From the balcony above, Jack stood watching, half in shadow. My heart thudded in my throat. I pulled away from Gary and went to him, accusing him of spying. He feigned indifference, claiming coincidence. But when I saw the same sly smile on both their faces, I understood—this had been their game, and I had been the piece. I left without a word.

Stan appeared in my life not long after, quiet where others were loud. Once, he took me to a pub on the edge of town—the same where Jack had once abandoned me to strangers. Inside, a pool tournament rattled the air. My luck, it seemed, had not changed; there was Jack at the bar. Stan spoke briefly to him, then announced we were heading to Royal Oak.

Two hours we sat together, talking, laughter easing the weight I carried. On a vast screen before us, boys gripped joysticks, racing go-karts as though the world depended on it. Stan, always with a trace of a smile, kept insisting that Jack was somewhere nearby, watching.

“How could you possibly know?” I asked.

“Because I know him,” he said simply, as though it needed no further explanation.

He was right. Later, I learned Jack had been at the window the whole time.

I have never known the right way to sever myself from someone I once loved. The harder I tried to forget him, the more recklessly I moved, letting myself drift into entanglements without feeling. I did not know how to be alone. No matter whose face was before me, it was always Jack’s shadow in the room.

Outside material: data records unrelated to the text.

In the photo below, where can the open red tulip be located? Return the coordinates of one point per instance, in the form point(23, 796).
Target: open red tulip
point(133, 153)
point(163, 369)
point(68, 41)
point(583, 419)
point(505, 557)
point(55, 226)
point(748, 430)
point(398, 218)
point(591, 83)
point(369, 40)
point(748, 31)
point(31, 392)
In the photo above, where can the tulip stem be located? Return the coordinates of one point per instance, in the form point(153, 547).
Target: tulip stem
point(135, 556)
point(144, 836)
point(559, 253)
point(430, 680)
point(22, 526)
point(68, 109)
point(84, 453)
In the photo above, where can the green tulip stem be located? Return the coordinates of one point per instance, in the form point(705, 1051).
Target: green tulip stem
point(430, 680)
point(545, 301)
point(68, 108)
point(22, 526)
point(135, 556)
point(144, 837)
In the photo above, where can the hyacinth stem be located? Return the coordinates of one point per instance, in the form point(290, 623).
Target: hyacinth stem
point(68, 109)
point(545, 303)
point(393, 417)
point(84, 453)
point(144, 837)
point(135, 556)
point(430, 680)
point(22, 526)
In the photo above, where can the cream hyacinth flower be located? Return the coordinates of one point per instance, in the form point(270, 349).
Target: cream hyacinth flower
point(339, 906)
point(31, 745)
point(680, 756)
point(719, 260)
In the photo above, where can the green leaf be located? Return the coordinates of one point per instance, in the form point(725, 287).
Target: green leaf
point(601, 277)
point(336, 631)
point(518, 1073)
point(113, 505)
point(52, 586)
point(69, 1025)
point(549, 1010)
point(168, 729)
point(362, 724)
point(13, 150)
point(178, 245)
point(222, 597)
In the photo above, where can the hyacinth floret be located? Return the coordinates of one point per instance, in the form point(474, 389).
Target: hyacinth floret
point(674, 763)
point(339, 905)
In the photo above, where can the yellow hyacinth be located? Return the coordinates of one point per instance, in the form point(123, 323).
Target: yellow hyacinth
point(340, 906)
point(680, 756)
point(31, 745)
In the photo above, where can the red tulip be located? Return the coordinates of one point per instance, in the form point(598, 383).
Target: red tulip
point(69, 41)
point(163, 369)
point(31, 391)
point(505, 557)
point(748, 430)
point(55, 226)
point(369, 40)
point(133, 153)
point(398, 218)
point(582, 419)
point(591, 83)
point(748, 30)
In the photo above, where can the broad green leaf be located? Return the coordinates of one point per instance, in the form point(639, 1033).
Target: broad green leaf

Patrick came next—a man I dated only to drown another man’s memory. I liked him well enough, but I knew our time was temporary. Once, in a Carlow pub, I caught sight of Jack at the bar with a dark-haired woman whose beauty cut me like glass. I ducked behind a pane of glass, breath held. Patrick asked what I was doing, and when I told him, he only smiled—he and Jack had gone to school together. Jack was everywhere. Later, the cruelest discovery: Patrick’s sister was Sarah—the one who had shared Jack’s bed while he was still mine. Our affair faded without ceremony. 

Even Stan, whom I thought safe from the pull of such games, faltered. One evening, as we drove, he asked if I wanted something more with him. I turned him down at once, sadness overtaking surprise. Do I have it written on my forehead—Take me, I belong to no one?

We ended the drive by the river, where benches waited in the dusk. Stan left the car door open, Queen’s music spilling into the night. We sat and talked, and at the end he gave me a single quick kiss. “It’ll be all right,” he said. And for that moment, I believed him.